Ponieważ blisko pracuję, bywam tam często. Ganiam po sklepikach z tanimi pierdułami i wszelkiego rodzaju gazetowniach. Tym razem pożądałam gazety.
Coś za mną zaszamołopotało, a potem pojawiła się pani z ochrony/policji/straży miejskiej – cholera wie, bo mimo, że była w mundurze, to nigdzie nie była podpisana. Jak się pojawiła, szamołopotanie nagle ustało i zmartwiłam się, że pewnie ominęła mnie jakaś zabawna rozróba.

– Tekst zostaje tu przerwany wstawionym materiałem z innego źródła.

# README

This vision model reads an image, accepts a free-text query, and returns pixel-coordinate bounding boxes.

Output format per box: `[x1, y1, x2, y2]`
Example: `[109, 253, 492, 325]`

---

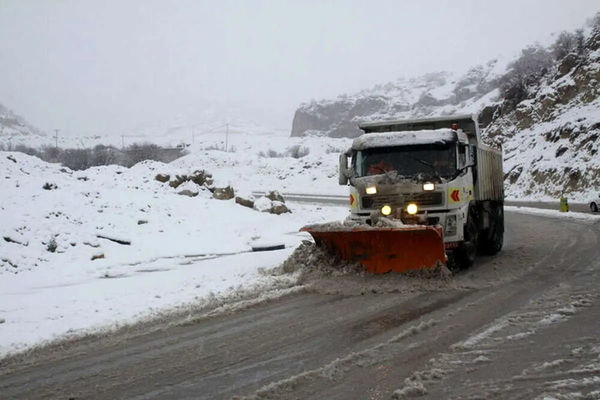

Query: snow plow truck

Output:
[302, 115, 504, 273]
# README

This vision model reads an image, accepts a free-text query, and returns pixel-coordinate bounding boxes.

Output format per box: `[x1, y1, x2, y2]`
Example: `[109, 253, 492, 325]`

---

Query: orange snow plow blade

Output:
[300, 225, 447, 274]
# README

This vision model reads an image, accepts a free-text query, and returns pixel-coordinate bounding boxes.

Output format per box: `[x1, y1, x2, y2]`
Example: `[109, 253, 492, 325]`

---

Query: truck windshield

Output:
[354, 144, 456, 178]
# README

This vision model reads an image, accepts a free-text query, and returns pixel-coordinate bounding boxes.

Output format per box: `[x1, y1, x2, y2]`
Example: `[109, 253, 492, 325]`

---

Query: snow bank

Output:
[0, 151, 347, 356]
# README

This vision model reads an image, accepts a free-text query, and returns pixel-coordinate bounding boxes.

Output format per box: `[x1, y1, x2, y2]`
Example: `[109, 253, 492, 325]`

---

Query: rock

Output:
[169, 175, 188, 189]
[189, 170, 213, 186]
[213, 186, 235, 200]
[177, 189, 198, 197]
[269, 201, 292, 215]
[558, 53, 578, 77]
[46, 238, 58, 253]
[154, 174, 171, 183]
[265, 190, 285, 203]
[235, 196, 254, 208]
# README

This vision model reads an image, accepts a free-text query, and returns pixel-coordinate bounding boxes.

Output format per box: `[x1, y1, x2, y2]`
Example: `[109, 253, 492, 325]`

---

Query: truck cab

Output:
[340, 115, 504, 264]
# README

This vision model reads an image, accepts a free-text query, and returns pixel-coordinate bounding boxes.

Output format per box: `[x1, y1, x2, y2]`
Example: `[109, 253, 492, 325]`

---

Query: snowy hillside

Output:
[0, 104, 46, 144]
[292, 60, 506, 137]
[292, 16, 600, 201]
[485, 25, 600, 201]
[0, 134, 349, 358]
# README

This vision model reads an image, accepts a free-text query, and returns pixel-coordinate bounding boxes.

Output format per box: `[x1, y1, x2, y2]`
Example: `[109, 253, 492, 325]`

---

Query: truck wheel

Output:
[480, 205, 504, 255]
[453, 210, 478, 269]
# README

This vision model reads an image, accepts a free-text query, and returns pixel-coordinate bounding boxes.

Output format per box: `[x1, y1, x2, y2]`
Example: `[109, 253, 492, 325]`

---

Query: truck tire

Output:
[479, 204, 504, 256]
[452, 209, 479, 269]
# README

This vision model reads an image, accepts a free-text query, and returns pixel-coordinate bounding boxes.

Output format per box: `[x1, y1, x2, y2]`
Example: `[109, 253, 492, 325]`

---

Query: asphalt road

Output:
[253, 192, 591, 213]
[0, 213, 600, 399]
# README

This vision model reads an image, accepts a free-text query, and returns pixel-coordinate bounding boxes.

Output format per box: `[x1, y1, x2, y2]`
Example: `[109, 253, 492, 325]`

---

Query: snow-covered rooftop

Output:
[352, 129, 457, 150]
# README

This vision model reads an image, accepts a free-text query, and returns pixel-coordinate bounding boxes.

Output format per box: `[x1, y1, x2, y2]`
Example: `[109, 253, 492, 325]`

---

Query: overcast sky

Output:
[0, 0, 600, 134]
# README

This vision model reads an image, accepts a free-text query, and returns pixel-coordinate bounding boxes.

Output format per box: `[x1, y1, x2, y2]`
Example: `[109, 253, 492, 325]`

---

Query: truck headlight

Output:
[444, 215, 456, 236]
[423, 182, 435, 192]
[406, 203, 419, 215]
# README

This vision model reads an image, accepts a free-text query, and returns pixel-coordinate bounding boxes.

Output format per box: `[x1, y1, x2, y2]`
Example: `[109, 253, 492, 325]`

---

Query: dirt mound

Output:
[280, 240, 454, 295]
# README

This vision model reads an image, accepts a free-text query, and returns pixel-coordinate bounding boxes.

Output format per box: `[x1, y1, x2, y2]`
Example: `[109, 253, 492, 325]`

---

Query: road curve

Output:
[0, 213, 600, 399]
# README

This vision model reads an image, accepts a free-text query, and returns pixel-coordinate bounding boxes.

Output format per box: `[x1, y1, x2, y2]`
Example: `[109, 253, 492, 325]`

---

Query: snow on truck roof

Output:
[352, 129, 458, 150]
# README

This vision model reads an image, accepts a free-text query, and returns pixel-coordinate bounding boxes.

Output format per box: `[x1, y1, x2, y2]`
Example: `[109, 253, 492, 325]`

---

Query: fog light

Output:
[365, 186, 377, 194]
[406, 203, 419, 215]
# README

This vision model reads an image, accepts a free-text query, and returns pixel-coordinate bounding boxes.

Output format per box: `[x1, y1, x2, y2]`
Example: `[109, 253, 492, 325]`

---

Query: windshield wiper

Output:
[406, 155, 442, 181]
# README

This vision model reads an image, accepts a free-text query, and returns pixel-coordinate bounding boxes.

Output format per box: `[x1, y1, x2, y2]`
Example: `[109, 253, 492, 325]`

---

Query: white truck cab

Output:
[340, 115, 504, 266]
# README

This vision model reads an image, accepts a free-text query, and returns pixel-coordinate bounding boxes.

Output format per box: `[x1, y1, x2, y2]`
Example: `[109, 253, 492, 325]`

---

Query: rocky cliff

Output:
[292, 14, 600, 201]
[0, 104, 45, 147]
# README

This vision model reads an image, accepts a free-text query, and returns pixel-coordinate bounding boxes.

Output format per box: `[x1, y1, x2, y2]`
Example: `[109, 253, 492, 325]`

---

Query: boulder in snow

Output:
[265, 190, 285, 203]
[177, 189, 198, 197]
[235, 196, 254, 208]
[213, 186, 235, 200]
[154, 174, 171, 183]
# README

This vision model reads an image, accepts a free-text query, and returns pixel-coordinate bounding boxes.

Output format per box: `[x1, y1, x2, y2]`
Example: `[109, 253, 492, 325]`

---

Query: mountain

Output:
[292, 60, 505, 137]
[0, 104, 46, 145]
[291, 14, 600, 201]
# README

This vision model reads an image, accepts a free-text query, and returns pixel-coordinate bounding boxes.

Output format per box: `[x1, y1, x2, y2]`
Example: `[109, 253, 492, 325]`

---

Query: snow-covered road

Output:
[0, 211, 600, 399]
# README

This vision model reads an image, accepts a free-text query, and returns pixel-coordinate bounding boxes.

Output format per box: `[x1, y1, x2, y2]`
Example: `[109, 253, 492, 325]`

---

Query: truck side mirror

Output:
[465, 144, 477, 167]
[338, 153, 350, 185]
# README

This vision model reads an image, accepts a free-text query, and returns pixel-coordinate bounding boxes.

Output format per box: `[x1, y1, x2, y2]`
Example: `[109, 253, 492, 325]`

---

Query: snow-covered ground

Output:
[0, 129, 600, 357]
[0, 135, 349, 356]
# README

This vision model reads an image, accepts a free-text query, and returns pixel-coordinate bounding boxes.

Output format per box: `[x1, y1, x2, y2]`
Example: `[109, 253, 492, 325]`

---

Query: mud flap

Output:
[300, 225, 447, 274]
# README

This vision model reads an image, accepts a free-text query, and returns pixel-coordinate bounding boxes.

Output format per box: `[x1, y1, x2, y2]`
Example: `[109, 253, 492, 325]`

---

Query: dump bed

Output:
[475, 144, 504, 201]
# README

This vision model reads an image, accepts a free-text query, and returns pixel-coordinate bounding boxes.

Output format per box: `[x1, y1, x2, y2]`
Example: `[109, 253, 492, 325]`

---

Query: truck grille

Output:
[362, 192, 443, 208]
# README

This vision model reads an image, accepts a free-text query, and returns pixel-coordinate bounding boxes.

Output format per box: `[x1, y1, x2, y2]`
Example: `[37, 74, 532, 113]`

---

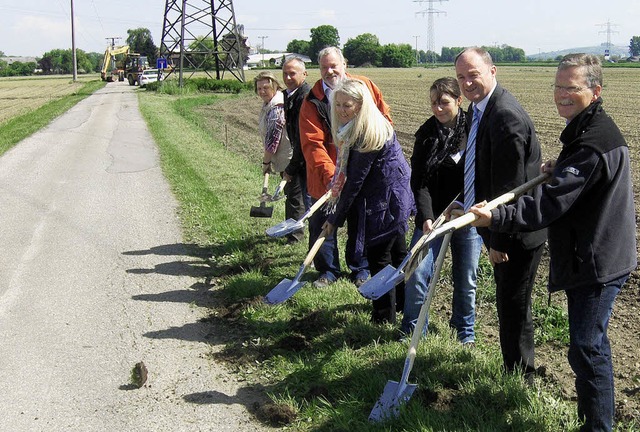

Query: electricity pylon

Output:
[160, 0, 247, 86]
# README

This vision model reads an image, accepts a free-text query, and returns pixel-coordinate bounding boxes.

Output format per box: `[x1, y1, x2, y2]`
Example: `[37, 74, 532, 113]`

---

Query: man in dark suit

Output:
[455, 47, 546, 382]
[282, 56, 311, 243]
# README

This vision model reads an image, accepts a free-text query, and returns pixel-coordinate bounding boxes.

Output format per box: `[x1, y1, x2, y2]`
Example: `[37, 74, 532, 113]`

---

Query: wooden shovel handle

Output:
[431, 173, 551, 235]
[300, 191, 331, 221]
[262, 173, 269, 193]
[302, 228, 327, 267]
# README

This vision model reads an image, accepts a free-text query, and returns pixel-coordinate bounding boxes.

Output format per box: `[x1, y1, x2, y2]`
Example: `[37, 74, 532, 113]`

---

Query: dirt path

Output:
[0, 83, 263, 432]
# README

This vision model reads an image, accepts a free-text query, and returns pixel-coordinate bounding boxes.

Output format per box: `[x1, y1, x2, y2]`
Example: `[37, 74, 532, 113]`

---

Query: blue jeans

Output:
[566, 275, 629, 431]
[400, 226, 482, 343]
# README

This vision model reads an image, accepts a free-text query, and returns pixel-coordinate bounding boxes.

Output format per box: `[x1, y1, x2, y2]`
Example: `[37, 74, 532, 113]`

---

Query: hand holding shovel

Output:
[249, 172, 273, 217]
[359, 174, 549, 300]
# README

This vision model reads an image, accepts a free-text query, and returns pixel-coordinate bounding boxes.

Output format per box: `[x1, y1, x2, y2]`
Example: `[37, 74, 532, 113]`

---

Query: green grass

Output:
[0, 76, 638, 431]
[0, 81, 106, 155]
[140, 89, 624, 431]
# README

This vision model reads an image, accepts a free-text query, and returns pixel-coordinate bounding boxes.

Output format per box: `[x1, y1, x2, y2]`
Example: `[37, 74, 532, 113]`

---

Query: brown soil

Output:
[207, 88, 640, 424]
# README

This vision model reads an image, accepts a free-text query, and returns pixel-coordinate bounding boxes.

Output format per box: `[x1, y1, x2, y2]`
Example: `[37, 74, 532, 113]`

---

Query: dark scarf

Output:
[422, 110, 467, 182]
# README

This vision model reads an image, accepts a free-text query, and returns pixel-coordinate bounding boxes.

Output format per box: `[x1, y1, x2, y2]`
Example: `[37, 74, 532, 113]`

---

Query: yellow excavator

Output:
[100, 45, 149, 85]
[100, 45, 129, 82]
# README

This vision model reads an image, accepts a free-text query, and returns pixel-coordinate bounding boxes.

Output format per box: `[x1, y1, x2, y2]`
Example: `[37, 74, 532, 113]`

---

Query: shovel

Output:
[267, 191, 331, 237]
[359, 174, 549, 300]
[369, 232, 452, 422]
[358, 214, 445, 300]
[264, 229, 327, 305]
[249, 173, 273, 217]
[404, 173, 551, 281]
[260, 180, 287, 202]
[270, 180, 287, 202]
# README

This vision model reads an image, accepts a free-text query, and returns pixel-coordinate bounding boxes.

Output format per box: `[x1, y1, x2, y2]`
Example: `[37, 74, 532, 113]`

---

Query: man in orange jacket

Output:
[299, 47, 391, 288]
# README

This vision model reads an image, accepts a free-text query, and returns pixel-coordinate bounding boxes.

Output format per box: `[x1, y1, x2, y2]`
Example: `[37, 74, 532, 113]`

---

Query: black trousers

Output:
[367, 233, 407, 324]
[493, 242, 543, 374]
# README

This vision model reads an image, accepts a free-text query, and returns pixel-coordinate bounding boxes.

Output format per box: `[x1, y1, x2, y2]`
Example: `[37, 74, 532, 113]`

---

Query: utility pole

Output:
[71, 0, 78, 82]
[596, 20, 620, 60]
[105, 36, 122, 49]
[258, 36, 269, 67]
[413, 0, 449, 63]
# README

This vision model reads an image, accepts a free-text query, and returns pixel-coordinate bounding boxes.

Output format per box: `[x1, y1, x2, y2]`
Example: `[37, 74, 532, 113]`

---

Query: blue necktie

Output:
[464, 105, 480, 212]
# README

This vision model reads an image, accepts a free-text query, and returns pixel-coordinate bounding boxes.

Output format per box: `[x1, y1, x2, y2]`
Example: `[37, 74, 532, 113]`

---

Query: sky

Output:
[0, 0, 640, 57]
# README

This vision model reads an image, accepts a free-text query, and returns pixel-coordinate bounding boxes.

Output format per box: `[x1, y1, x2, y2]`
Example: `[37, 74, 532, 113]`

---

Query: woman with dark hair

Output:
[400, 77, 482, 344]
[253, 71, 292, 173]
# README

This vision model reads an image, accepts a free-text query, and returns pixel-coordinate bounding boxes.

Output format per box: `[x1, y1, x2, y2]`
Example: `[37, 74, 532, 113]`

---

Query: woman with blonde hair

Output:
[253, 71, 292, 173]
[324, 78, 415, 323]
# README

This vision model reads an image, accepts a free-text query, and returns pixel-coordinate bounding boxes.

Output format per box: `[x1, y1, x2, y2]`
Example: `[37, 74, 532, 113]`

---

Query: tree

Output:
[308, 25, 340, 62]
[287, 39, 309, 55]
[39, 49, 77, 75]
[629, 36, 640, 56]
[440, 47, 464, 62]
[424, 50, 440, 63]
[343, 33, 382, 66]
[87, 52, 104, 72]
[382, 44, 416, 67]
[127, 27, 158, 64]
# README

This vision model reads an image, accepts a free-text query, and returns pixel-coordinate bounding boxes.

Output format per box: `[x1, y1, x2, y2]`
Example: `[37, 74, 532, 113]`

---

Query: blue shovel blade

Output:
[358, 264, 404, 300]
[369, 381, 418, 422]
[264, 278, 306, 305]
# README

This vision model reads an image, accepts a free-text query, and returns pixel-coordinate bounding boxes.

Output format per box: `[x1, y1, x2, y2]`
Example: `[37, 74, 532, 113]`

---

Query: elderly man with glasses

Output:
[471, 54, 637, 431]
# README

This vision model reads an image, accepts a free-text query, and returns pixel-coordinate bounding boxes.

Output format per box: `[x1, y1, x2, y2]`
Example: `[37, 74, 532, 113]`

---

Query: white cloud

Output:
[316, 9, 337, 20]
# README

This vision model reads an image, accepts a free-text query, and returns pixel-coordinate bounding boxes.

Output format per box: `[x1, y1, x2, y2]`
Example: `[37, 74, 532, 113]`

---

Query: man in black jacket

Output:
[282, 56, 311, 243]
[471, 54, 637, 431]
[455, 47, 546, 380]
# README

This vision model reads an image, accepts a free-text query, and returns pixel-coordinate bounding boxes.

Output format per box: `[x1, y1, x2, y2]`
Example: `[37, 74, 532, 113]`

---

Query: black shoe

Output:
[313, 276, 335, 288]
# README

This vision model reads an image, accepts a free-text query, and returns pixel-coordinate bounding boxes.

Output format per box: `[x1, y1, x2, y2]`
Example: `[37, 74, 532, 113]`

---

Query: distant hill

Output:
[527, 45, 630, 60]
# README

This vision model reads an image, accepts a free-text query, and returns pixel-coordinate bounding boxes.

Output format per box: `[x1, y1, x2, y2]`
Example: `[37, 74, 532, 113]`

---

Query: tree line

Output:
[0, 28, 158, 77]
[0, 25, 640, 77]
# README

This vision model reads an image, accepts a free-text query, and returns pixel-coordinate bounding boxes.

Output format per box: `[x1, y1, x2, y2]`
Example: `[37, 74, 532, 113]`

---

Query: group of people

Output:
[255, 47, 637, 431]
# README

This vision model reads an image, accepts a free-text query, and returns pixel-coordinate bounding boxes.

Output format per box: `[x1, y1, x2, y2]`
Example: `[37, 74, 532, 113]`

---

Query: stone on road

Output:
[0, 83, 263, 432]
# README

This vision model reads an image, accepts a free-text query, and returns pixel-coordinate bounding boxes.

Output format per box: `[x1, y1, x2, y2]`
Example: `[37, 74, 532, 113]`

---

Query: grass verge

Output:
[140, 89, 633, 431]
[0, 80, 106, 155]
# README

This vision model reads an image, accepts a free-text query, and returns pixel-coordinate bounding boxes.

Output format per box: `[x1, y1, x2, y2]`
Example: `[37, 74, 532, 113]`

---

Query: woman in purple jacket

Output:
[324, 78, 415, 323]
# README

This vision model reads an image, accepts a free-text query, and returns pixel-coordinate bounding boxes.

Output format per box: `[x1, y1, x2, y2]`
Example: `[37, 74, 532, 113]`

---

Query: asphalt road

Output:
[0, 83, 268, 432]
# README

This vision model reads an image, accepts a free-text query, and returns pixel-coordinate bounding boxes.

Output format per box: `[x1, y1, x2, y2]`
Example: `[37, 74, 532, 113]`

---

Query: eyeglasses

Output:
[551, 84, 591, 94]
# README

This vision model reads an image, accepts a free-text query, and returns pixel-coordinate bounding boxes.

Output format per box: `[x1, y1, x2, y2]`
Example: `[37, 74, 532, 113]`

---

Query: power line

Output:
[596, 20, 620, 59]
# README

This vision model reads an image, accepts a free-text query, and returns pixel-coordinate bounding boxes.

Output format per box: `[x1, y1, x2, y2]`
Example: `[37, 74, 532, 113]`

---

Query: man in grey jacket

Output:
[471, 54, 637, 431]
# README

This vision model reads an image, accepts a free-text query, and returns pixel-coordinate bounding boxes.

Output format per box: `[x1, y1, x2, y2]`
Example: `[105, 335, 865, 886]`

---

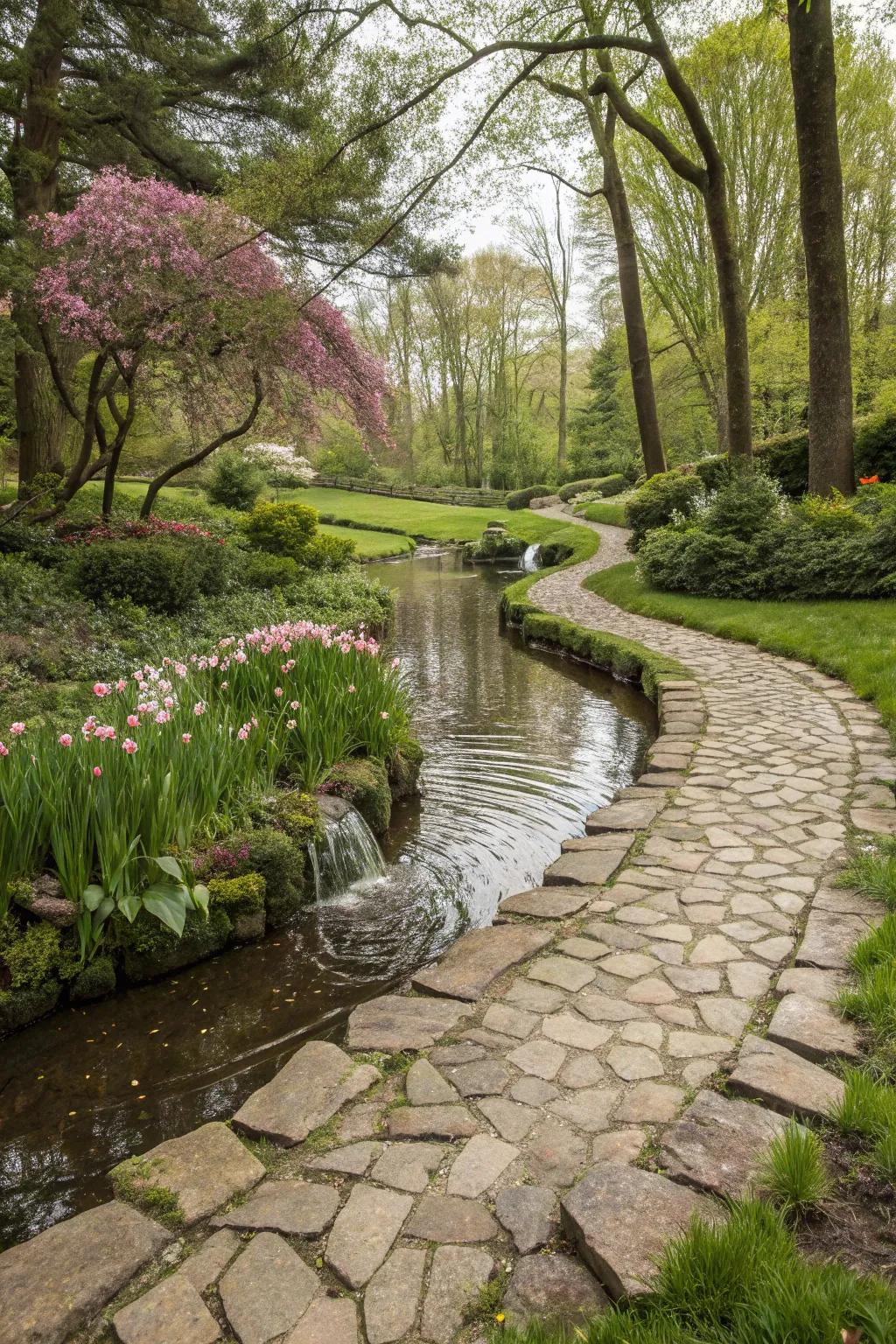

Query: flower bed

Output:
[0, 621, 414, 1030]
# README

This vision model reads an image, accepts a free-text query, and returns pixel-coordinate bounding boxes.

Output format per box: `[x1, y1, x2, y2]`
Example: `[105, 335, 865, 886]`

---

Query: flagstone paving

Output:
[0, 514, 896, 1344]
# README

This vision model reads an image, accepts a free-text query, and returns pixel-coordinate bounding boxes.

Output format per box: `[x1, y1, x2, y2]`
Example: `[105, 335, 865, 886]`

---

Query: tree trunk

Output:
[788, 0, 856, 494]
[603, 136, 666, 476]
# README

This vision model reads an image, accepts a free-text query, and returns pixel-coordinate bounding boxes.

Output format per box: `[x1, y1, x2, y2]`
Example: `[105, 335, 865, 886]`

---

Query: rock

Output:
[371, 1144, 444, 1195]
[444, 1059, 516, 1096]
[234, 1037, 380, 1148]
[284, 1297, 357, 1344]
[767, 995, 863, 1065]
[494, 1186, 557, 1256]
[0, 1200, 172, 1344]
[796, 908, 868, 970]
[502, 1256, 610, 1331]
[525, 1118, 588, 1189]
[479, 1096, 539, 1144]
[499, 887, 594, 920]
[728, 1036, 844, 1119]
[111, 1274, 220, 1344]
[213, 1180, 339, 1236]
[447, 1134, 520, 1199]
[348, 995, 470, 1053]
[411, 925, 550, 1000]
[111, 1121, 264, 1227]
[388, 1105, 480, 1140]
[324, 1186, 414, 1289]
[542, 845, 628, 887]
[220, 1233, 319, 1344]
[175, 1227, 243, 1293]
[529, 957, 594, 993]
[560, 1163, 715, 1298]
[404, 1195, 499, 1242]
[404, 1059, 458, 1106]
[364, 1247, 426, 1344]
[421, 1246, 494, 1344]
[508, 1040, 567, 1081]
[660, 1091, 788, 1199]
[304, 1143, 383, 1176]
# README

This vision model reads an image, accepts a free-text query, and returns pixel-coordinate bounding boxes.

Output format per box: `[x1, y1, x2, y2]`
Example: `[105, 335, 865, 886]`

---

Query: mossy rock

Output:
[324, 757, 392, 836]
[388, 738, 424, 802]
[68, 957, 116, 1004]
[116, 906, 234, 983]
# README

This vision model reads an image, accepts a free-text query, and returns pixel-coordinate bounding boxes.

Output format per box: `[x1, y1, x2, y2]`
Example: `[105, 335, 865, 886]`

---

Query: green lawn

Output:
[585, 564, 896, 735]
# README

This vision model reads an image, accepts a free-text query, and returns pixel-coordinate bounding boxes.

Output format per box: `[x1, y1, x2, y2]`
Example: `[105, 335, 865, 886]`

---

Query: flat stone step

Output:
[348, 995, 472, 1051]
[411, 925, 550, 1001]
[0, 1200, 172, 1344]
[560, 1163, 720, 1298]
[111, 1121, 264, 1227]
[499, 887, 598, 920]
[660, 1091, 788, 1199]
[542, 845, 628, 887]
[728, 1036, 844, 1119]
[767, 993, 863, 1065]
[234, 1040, 380, 1148]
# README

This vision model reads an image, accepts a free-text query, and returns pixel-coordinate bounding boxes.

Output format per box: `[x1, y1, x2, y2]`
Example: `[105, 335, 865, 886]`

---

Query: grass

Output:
[493, 1201, 896, 1344]
[585, 564, 896, 737]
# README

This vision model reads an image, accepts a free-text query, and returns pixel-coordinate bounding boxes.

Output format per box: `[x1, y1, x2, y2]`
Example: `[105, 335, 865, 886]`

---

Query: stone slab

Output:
[220, 1233, 319, 1344]
[728, 1036, 844, 1119]
[560, 1163, 716, 1298]
[324, 1186, 414, 1289]
[348, 995, 470, 1051]
[0, 1200, 172, 1344]
[111, 1274, 220, 1344]
[767, 993, 863, 1065]
[213, 1180, 339, 1236]
[411, 925, 550, 1001]
[111, 1121, 264, 1227]
[499, 887, 597, 920]
[660, 1091, 788, 1199]
[234, 1037, 380, 1148]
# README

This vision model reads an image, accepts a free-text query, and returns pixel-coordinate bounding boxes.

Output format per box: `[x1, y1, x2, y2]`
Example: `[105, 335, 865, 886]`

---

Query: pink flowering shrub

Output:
[0, 621, 409, 960]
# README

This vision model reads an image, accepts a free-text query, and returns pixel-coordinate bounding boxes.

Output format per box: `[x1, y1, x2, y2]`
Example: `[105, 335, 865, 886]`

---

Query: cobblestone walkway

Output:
[0, 514, 896, 1344]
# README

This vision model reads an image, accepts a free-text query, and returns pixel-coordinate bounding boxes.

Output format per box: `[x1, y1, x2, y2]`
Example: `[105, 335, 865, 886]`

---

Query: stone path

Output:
[0, 513, 896, 1344]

Otóż nie ominęła.
Jakiś pan, wyraźnie oburzony, że Pani W Mundurze gawędzi sobie z obsługą kiosku, tfu! salonu prasowego, wszedł do środka i zwrócił jej uwagę stanowczym tonem, żeby się wzięła do pracy, bo tam! – wskazał niecierpliwie palcem i poskarżył się głosem rozkapryszonego pierwszaka – Piją wódkę i palą papierosy!.
Pani W Mundurze grzecznie ruszyła w kierunku łobózów i w ciągu kilku sekund spacyfikowała sytuację, po czym wróciła do rozmowy w kio.. saloniku.
Pan, który zwrócił uwagę Pani W Mundurze, stał dalej i coś z rozdrażnieniem referował stojącemu koło niego koledze, pokazując gestami Panią W Mundurze.
A ja się zwyczajnie roześmiałam. Dwóch rosłych facetów stoi i obserwuje, ich zdaniem, sytuację nie do przyjęcia (że była nie do przyjęcia, zgadzam się absolutnie). Po czym jeden z nich biegnie na skargę do kobiety…
Gdzie ci mężczyźni? – chciałoby się powiedzieć.